AME Targets (ame_targets)

Motif scaffolding with ligands (Atomistic Motif Extension). The target PDB contains a protein active site plus one or more ligands; the model scaffolds a new protein around the specified motif residues and ligand atoms.

  • Config: configs/design_tasks/ame_dict_v2.yaml
  • Additional fields: ligand, contig_atoms

Monomer Motif Targets

Motif scaffolding without ligands. Motif PDBs are referenced via $DATA_PATH/motif_data_aa/.

  • Config: configs/design_tasks/motif_dict.yaml

Preparing AME Target PDBs

Warning: AME input PDBs require manual cleaning before use. Most bundled structures in ame_input_structures/ still need preparation. M0024_1nzy_v3.pdb is provided as a ready-to-use example of a correctly cleaned structure. Malformed inputs will cause silent evaluation errors or incorrect RMSD values.

Required cleaning steps

  1. Chain assignment: Ligand(s) must be on chain A, motif protein residues on chain B. If your source PDB has different chain assignments, re-chain accordingly.

  2. Residue naming: Set the ligand residue name to L:0. This prevents RF3 from reconstructing missing atoms from the CCD dictionary, which causes shape mismatches in RMSD computation.

  3. Remove metal ions (Zn, Mg, Fe, etc.): Strip all metal/ion atoms from the PDB. These are sometimes included by accident from the source structure and will interfere with generation and evaluation.
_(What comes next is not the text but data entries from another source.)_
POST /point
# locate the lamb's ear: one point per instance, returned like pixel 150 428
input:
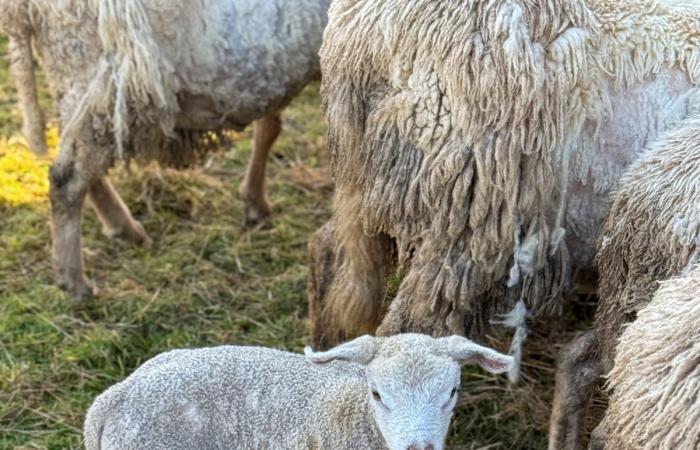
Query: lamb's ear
pixel 361 350
pixel 465 351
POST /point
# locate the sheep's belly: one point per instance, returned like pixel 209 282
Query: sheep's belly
pixel 638 115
In the task config, also remove any metal CCD codes from the ligand list (e.g., remove "ZN", "MG", "FE", "FE2", "MN").

  4. Update contig_atoms: Make sure the chain letters in contig_atoms match the re-chained structure (should reference chain B for motif residues).

Example: cleaning with atomworks

from atomworks.io import load_any, to_pdb_file

atom_array = load_any("M0024_1nzy.pdb")[0]

# Remove metal ions
metal_names = {"ZN"} #, "MG", "FE", "MN", "CA", "NA", "CU", "CO", "NI"}
metal_mask = [rn.strip() in metal_names for rn in atom_array.res_name]
atom_array = atom_array[~numpy.array(metal_mask)]
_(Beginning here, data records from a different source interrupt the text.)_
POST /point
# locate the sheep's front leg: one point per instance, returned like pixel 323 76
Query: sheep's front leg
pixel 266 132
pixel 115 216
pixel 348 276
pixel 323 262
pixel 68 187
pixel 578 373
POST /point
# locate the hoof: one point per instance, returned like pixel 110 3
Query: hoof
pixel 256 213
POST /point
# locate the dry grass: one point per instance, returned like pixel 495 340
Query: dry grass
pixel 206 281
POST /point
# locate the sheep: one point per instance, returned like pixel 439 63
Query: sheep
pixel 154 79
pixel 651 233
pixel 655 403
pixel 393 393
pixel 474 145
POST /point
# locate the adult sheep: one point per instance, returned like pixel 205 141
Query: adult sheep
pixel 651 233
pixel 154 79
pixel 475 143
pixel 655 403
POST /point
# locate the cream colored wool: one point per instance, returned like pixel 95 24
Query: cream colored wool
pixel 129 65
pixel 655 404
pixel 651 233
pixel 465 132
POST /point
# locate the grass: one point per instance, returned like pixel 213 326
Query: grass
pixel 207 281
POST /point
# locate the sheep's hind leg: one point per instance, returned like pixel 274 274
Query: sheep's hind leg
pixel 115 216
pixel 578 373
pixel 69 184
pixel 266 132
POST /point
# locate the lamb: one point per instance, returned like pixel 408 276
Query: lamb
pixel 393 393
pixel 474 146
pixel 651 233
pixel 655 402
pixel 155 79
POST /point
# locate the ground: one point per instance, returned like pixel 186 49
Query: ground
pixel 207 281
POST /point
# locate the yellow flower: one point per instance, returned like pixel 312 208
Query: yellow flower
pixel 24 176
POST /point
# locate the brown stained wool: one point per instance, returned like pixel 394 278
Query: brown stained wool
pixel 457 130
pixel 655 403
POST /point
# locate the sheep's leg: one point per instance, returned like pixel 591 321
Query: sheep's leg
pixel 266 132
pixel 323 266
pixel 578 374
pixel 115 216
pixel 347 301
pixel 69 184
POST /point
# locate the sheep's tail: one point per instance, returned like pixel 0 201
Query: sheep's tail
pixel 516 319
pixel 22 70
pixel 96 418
# Re-chain: ligand -> A, protein -> B
atom_array.chain_id[atom_array.hetero] = "A"
atom_array.chain_id[~atom_array.hetero] = "B"

# Rename ligand residues to L:0
ligand_mask = atom_array.chain_id == "A"
atom_array.res_name[ligand_mask] = "L:0"

to_pdb_file(atom_array, "M0024_1nzy_v3.pdb")
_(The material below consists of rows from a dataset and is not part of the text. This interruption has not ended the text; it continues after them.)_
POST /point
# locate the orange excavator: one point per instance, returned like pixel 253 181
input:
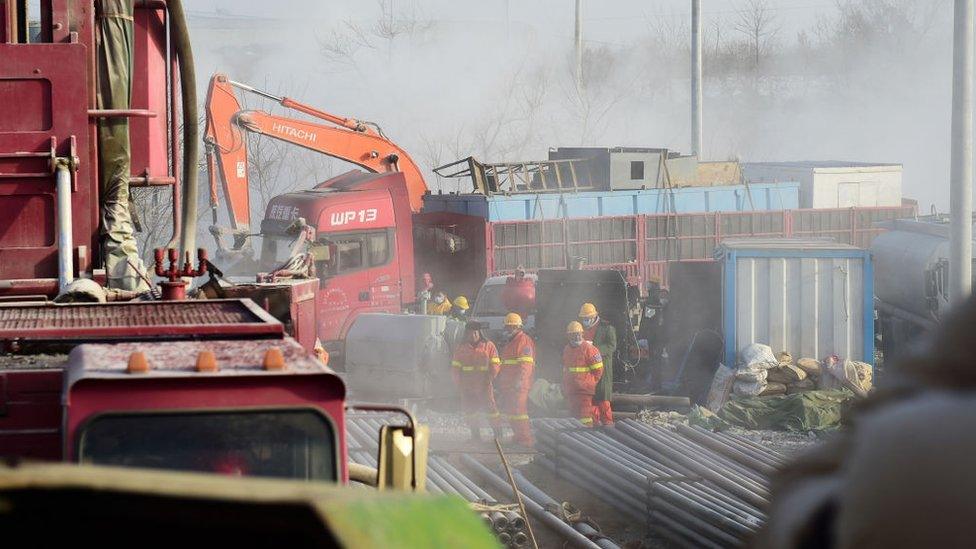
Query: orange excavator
pixel 359 142
pixel 353 232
Ligand naming for RF3 evaluation

RoseTTAFold3 (>=0.1.12, March 2026) reconstructs ligands from their CCD (Chemical Component Dictionary) code, adding back any atoms missing in the input PDB. If your ligand is incomplete (i.e., a substructure of the full CCD entry), RF3 will add the missing heavy atoms, causing a shape mismatch that breaks RMSD computation.

Setting ligand: "L:0" in the task config tells the pipeline to treat the ligand as a generic residue rather than resolving it from CCD, preserving the exact atom set from your input PDB. The M0024_1nzy_v3 entry in ame_dict_v2.yaml and its corresponding M0024_1nzy_v3.pdb are provided as a fully cleaned, ready-to-use reference.